House Republican Clel Baudler interrupted the exchange to declare it a “catfight,” “eliciting laughter from some committee members, including Pettengill,” by Lynch’s account.
It’s disappointing but not surprising that an Iowa lawmaker would belittle two of his female colleagues by reducing their substantive disagreement to a “catfight.”
Equally disappointing and much more surprising: O.Kay Henderson validated Baudler’s assessment by elevating his description to the headline and lede of her story for Radio Iowa. Putting the word in quotation marks signified that the label came from someone other than the journalist. Nevertheless, a story called “Committee ‘catfight’ over panel’s subpoena power,” with the opening sentence “One committee member today used the word ‘catfight’ to describe this debate,” gave Baudler’s interjection more importance than it warranted. Henderson’s reports reach thousands of Iowans, not only online but also through more than 50 affiliate radio stations.

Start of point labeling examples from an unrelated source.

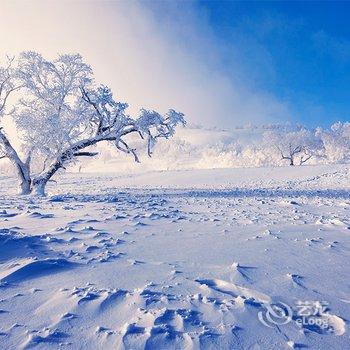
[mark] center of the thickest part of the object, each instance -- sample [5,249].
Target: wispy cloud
[156,56]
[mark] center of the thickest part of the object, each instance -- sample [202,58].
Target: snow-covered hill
[172,260]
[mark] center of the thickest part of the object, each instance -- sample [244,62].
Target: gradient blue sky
[221,63]
[297,51]
[306,44]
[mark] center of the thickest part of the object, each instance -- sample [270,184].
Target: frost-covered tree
[300,145]
[62,114]
[9,84]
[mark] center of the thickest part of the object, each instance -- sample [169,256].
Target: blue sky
[299,51]
[221,63]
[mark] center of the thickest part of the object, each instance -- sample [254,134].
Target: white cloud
[156,57]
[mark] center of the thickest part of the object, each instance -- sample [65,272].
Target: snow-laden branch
[62,114]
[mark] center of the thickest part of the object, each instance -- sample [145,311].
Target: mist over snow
[152,58]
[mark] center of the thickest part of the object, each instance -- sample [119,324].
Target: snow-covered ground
[178,259]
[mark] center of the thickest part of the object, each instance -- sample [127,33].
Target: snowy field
[178,260]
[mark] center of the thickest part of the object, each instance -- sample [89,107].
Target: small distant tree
[62,113]
[297,147]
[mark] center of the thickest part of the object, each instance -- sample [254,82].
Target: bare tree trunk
[22,168]
[39,186]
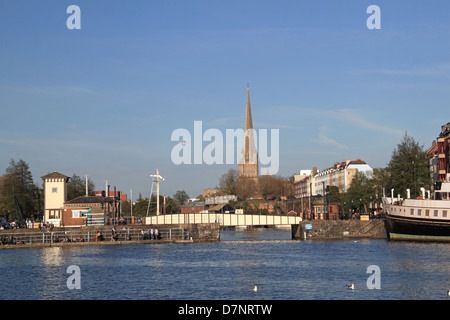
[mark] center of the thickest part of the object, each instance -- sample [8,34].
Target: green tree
[228,182]
[18,182]
[408,168]
[360,193]
[181,197]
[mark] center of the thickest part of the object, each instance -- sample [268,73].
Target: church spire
[248,166]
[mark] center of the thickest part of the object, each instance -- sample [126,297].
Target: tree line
[408,168]
[22,198]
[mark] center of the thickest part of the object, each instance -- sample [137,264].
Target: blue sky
[105,99]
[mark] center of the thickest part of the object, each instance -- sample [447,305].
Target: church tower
[248,165]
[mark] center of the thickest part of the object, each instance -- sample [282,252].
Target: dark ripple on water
[229,269]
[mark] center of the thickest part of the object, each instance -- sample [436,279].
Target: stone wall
[340,229]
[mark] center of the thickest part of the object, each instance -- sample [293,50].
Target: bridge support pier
[298,231]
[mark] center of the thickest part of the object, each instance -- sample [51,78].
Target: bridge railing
[223,219]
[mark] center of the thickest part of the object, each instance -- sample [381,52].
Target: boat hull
[404,228]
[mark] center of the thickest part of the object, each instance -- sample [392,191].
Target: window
[76,213]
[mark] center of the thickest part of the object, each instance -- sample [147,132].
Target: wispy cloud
[352,116]
[325,140]
[433,70]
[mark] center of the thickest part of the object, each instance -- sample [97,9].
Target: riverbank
[339,229]
[109,235]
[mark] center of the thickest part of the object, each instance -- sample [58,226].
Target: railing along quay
[89,236]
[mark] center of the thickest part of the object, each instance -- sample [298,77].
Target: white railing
[223,219]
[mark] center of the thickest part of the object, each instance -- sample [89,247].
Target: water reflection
[281,268]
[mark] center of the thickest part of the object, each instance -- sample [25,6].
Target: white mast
[158,177]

In contrast, Lynch played it straight with his title (“Iowa lawmakers clash on scope of oversight in LGBT case”) and lede (“Members of an Iowa House committee that reviews the performance of state agencies clashed Wednesday over the scope of its authority to compel testimony from members of the public”). He mentioned Baudler’s comment near the end of the story, where the colorful detail belonged.
I don’t expect Baudler to provide enlightened commentary on legislative happenings. I do expect one of Iowa’s most accomplished and respected female journalists not to seize on a sexist cheap shot as clickbait.
From James Q. Lynch’s report for the Quad-City Times and several other newspapers:
Defense attorney Rep. Mary Wolfe, D-Clinton, said she would advise a client “to refuse to appear in front of a panel that has no legal authority over him to answer questions.”
However, Rep. Dawn Pettengill, R-Mount Auburn, cited a section of Code that “specifically gives us authority to call witnesses, administer oaths, issue subpoenas, cite for contempt.”
The idea that “any standing committee can subpoena anybody for any reason at any time based on curiosity or a personal issue was never the intent of the people who wrote the Code,” Wolfe said. “I find that really concerning and I would think that everyone in this room would and certainly everyone in your party.”
Kaufmann continued to justify the inquiry into the Iowa Governor’s Conference citing the use of tax dollars.
That prompted Pettengill to ask why the committee was investigating Midwest Academy, which did not receive tax funds.
The Midwest Academy was a private boarding school in Keokuk, recently closed amid allegations of abusive practices; see here, here, here, and here. In thirteen years of operation, the academy was never regulated or inspected by any Iowa agency. The House Government Oversight Committee recently agreed to investigate what happened at the school and how it flew “under the radar” for so long.